Quand l’urinoir se féminise
. Des créatrices ont pris le pouvoir sur l’urinoir en créant son pendant féminin. Des toilettes sèches, colorées et ergonomiques qui permettent à leurs utilisatrices de ne toucher à rien.
On les appelle les petits coins, les cabinets, les W-C, les toilettes ou les latrines, mais quel que soit le vocable, ces lieux d’aisance n’ont guère évolué depuis 1775, date d’un brevet pour système avec chasse d’eau, déposé par l’Ecossais Alexander Cumming. Voilà qu’avec de premiers urinoirs pour femmes la France a commencé depuis quelques mois une révolution des formes et… des usages.
Derrière ces toilettes sèches se cachent deux créatrices aux parcours très différents. Il y a Louise Raguet, étudiante à L’Ecole nationale supérieure de création industrielle - Les Ateliers, qui pour son diplôme obtenu en 2019, conçoit l’urinoir Marcelle, permettant aux filles d’uriner en position squat, soit semi-accroupie comme dans la nature.

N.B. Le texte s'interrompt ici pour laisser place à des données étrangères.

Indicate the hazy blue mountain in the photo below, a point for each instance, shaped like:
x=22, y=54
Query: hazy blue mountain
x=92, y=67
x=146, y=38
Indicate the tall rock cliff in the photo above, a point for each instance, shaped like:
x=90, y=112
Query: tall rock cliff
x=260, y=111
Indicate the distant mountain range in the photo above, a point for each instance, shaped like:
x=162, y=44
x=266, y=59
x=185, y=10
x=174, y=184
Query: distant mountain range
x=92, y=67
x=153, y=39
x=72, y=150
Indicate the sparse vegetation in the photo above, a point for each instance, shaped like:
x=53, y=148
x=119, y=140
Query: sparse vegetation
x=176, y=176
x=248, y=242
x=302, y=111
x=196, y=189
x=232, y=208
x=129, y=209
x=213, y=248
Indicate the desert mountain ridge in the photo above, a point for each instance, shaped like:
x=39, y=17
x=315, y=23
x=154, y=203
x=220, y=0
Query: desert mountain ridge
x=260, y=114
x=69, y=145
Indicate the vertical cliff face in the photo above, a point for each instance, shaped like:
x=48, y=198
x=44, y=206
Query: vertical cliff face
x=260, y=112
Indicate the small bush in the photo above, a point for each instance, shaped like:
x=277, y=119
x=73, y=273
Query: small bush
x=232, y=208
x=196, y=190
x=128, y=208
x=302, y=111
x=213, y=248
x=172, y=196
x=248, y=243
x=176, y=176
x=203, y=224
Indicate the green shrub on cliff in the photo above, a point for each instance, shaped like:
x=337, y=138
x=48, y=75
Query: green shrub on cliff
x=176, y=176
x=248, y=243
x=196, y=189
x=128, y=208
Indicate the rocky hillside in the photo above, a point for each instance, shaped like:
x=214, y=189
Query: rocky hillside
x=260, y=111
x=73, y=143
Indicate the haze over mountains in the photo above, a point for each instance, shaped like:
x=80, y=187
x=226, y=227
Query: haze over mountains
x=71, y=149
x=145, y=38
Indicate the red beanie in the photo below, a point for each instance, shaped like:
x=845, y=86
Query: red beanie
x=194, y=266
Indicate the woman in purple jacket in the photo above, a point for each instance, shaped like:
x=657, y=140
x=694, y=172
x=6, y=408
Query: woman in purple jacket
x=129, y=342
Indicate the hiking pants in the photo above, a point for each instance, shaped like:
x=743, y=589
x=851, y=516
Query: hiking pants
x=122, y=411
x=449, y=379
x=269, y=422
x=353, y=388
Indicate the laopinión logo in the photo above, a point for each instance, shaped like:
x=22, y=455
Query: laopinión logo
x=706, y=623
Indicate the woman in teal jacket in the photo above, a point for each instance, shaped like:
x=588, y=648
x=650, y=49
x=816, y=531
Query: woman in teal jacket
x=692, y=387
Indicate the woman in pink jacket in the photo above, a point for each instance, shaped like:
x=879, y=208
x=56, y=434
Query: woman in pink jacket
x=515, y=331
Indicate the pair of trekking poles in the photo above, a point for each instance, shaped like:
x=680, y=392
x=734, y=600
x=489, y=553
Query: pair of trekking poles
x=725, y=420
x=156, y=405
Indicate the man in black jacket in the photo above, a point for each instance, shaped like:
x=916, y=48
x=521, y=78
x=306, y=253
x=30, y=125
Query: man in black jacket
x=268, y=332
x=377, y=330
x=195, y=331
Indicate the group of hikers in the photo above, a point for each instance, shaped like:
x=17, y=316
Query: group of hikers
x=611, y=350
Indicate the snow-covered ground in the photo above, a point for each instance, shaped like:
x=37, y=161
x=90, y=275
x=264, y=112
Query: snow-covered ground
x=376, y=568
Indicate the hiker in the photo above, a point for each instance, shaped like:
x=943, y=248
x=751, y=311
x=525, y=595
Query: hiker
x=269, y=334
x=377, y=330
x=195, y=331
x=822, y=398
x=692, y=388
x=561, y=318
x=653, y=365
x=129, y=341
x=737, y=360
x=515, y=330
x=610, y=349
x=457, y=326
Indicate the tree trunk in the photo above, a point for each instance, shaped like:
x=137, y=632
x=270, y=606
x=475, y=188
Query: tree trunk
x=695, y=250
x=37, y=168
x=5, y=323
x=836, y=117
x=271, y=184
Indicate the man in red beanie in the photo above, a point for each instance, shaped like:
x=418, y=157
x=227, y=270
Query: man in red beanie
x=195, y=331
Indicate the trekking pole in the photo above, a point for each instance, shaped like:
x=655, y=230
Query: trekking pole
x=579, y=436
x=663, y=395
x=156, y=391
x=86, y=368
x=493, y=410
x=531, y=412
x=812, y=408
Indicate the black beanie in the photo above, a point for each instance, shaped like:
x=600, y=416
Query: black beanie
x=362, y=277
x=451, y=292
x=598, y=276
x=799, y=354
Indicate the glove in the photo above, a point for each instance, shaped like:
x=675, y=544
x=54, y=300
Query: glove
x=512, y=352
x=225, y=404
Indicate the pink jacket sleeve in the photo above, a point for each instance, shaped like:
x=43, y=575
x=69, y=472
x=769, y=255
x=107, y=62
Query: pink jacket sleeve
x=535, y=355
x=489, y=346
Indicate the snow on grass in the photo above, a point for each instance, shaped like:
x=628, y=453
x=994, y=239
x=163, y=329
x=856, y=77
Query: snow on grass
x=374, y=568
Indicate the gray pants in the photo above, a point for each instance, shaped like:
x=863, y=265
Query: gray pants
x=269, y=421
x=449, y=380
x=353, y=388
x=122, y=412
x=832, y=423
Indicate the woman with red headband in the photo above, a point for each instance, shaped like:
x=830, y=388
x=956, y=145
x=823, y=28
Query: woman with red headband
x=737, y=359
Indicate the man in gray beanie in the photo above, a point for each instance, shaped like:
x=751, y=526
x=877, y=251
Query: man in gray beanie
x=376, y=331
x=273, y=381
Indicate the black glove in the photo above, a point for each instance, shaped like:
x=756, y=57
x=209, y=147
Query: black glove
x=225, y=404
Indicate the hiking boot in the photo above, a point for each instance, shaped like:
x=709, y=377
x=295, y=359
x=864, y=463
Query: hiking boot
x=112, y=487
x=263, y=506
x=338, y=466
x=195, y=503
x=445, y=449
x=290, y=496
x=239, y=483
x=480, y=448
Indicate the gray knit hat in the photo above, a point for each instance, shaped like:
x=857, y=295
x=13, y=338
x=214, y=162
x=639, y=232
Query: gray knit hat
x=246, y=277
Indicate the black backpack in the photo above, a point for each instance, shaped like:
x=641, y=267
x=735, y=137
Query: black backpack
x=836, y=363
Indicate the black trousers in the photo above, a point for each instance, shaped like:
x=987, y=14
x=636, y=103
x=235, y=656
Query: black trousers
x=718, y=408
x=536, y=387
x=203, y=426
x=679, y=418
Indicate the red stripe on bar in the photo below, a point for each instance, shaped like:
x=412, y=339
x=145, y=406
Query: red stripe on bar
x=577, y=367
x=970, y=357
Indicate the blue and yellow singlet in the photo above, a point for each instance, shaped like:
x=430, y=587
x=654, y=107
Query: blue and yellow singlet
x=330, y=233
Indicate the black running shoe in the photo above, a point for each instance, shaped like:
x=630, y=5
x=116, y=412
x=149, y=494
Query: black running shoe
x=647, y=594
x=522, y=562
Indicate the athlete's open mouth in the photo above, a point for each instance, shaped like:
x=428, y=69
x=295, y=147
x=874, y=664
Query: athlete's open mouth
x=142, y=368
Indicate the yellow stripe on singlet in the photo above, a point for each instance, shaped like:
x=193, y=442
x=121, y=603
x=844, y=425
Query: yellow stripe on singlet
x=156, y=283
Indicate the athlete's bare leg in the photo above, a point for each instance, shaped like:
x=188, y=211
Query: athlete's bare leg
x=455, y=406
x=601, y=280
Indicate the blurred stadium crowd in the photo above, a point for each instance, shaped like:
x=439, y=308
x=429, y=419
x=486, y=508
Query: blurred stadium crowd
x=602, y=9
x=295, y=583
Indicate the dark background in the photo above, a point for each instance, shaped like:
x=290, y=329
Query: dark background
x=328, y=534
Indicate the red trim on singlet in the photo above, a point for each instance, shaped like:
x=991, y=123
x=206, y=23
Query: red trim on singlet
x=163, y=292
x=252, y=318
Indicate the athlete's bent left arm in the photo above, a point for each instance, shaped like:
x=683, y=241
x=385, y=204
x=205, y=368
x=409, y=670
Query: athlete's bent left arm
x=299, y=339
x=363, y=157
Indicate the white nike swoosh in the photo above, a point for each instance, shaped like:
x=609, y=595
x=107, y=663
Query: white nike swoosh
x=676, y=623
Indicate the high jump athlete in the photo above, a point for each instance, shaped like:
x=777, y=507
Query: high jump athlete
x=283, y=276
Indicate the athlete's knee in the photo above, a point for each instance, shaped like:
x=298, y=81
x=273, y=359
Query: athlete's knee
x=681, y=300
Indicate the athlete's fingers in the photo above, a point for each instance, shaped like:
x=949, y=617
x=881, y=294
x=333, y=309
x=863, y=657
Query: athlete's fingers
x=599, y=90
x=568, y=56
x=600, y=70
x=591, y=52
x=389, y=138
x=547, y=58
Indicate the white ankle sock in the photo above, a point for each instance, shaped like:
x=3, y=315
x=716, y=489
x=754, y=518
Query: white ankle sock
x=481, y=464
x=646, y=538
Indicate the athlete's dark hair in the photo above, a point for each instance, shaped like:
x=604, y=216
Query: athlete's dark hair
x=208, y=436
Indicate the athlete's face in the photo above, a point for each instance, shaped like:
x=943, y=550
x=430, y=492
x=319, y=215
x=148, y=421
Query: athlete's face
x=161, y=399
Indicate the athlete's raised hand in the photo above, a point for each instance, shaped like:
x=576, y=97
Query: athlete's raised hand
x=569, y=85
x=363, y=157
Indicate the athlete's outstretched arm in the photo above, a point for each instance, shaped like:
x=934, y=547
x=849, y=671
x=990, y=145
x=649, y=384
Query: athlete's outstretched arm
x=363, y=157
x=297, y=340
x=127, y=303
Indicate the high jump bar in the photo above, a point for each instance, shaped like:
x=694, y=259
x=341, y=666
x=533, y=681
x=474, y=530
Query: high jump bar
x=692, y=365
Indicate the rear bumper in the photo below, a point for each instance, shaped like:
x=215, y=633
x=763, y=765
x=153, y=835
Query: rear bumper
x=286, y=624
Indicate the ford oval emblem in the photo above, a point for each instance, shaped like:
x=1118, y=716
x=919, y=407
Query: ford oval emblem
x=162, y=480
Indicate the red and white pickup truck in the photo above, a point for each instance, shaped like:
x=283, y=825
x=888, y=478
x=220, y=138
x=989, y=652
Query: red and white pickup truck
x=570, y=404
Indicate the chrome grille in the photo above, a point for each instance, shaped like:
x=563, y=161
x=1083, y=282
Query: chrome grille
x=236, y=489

Cette jeune chercheuse en biologie reconvertie dans le design, âgée aujourd’hui de 31 ans, veut allier combat féministe et écologie, « questionner le fonctionnement des toilettes actuelles avec leurs files d’attente interminables côté dames et permettre le recyclage des urines au féminin, ce qui n’était pas envisagé jusqu’ici ».
A peine diplômée, elle reçoit des propositions et la voilà qui vend ses premières créations, qui seront notamment installées dans l’ancien hôpital Saint-Vincent-de-Paul, à Paris, transformé temporairement en lieu de partage dit Les Grands Voisins.
Il y a aussi Nathalie des Isnards, 48 ans, ex-directrice des ressources humaines dans l’industrie, qui fonde en 2017 la start-up malicieusement baptisée madamePee (de l’anglais to pee, « uriner »), autour d’une « urinoire féminine » qu’elle brevette l’année suivante. « L’idée m’en est venue en tant qu’usagère », assure-t-elle. Dès le départ, elle s’entoure de designers, mais aussi d’ergonomes et de sociologues car « sur ce sujet intime, la parole n’est pas aisée, il faut faire s’exprimer les réels besoins des femmes ». On convient aussi de féminiser le nom du produit mis au point, « parce que la définition de l’urinoir, dans les dictionnaires, ne se réfère qu’aux hommes », précise l’énergique auto entrepreneuse.